Our Mets appeared so brow beaten to behave a certain way, they seem to’ve lost not gained focus.  If you’re not pumped up before the game, or called out then pumped up after a loss, or not truly allowed to enjoy a victory, that can negatively affect anyone and that has bled onto the field.  At least it did.  However after Mr. Manuel, a man unafraid to speak his mind or to make the hard decisions took over you could see the almost instant change in the team’s approach.  You hear it in between the lines whenever our boys are asked who they prefer playing for, #12 or #53 (and I agree with not throwing any former teammate under the bus, so the PC answer is acceptable in these instances).  Now despite the positive influence Mr. Manuel had on the team, it was for only half a season and the residue of the past was ever apparent.  But 2009 is a new year and it brings a fresh start.

I believe under Mr. Manuel’s leadership from day one of spring training combined with the fire of the Ace bookends of Johan and K-Rod that the players in the limbo point of young to veteran aka Wright/Reyes will find that Hernandez/Carter-esk differing yet complimentary leadership.  Those two are the present and the future and if they can find a way to remain focused they have the chance to become the premier clubhouse leaders in the majors.  Our guys on the left side of the infield have more potential than almost any Met duo since #17 & #8 graced the green in the crescent.   Like when those legends of yesteryear first arrived in the big apple, DW & JR don’t have help at every position.   They do have and are made stronger with the two Carlos’s.  Beltran may be a quiet player but there’s no mistaking his hard as “nails” style and range on the green.  And I don’t care what anyone says, Delgado should never be overlooked as The Chief.  Again, he’s not the premier first baseman of all time, but we all know what he can do with a healthy bat and he’s saved many a innings when a young pitcher got in trouble, lost focus and then #21 strolls over to the mound and calms him down.  The Chief was our MVP last year.  With those four and the new pitching staff young blood like Murphy and others will develop through example.  Again, it starts at the top.  I will hand it to the Wilpon’s and Omar, they let Mr. Manuel do his thing last season and it resurrected a team most considered dead by mid June.  Sure, in the end we came up one game short but that won’t be the case this year.  I theorize that under Mr. Manuel we have the best shot we’ve had since the glory days of Davey Johnson.  So 2009 here we come!  New leadership, new home, new bullpen and hopefully our roster will take charge and will find a new glory, not imitating Davey’s unique band of champions but forging their own path with inspiration from the legendary leaders of Mets past.

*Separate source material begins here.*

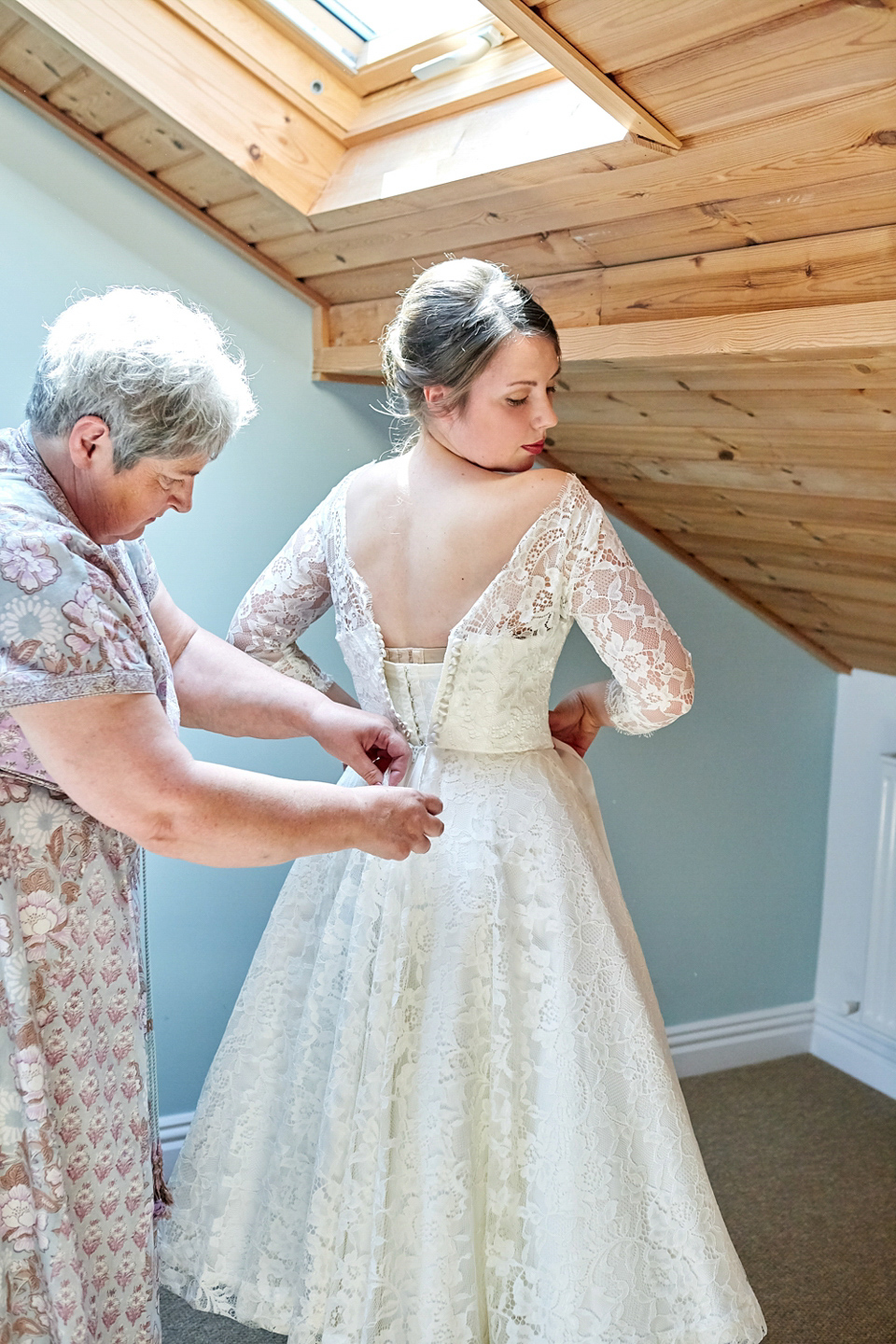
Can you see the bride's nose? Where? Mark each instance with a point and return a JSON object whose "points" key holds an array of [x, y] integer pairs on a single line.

But then again, what do I know?  I have no firm solutions, just ideas from someone who like most of us has spent exactly zero hours in an MLB clubhouse.  But I hope I echo some of your feelings and that you’ll return next Tuesday and every Tuesday to read me rant and bitch and try to make sense out of a game that maybe shouldn’t be made sense of.  And hell, if ya don’t agree with me, come back anyway, comment on what a fool I am and let’s debate baby!  All I know for certain is that in a little over 100 days I’ll take my first trip to Jackie Robinson Field and although the cheap, well not cheap but cheaper seats’ll be on the new and fancable promenade level, as with many of us I will forever remain an Upper Deck Bum.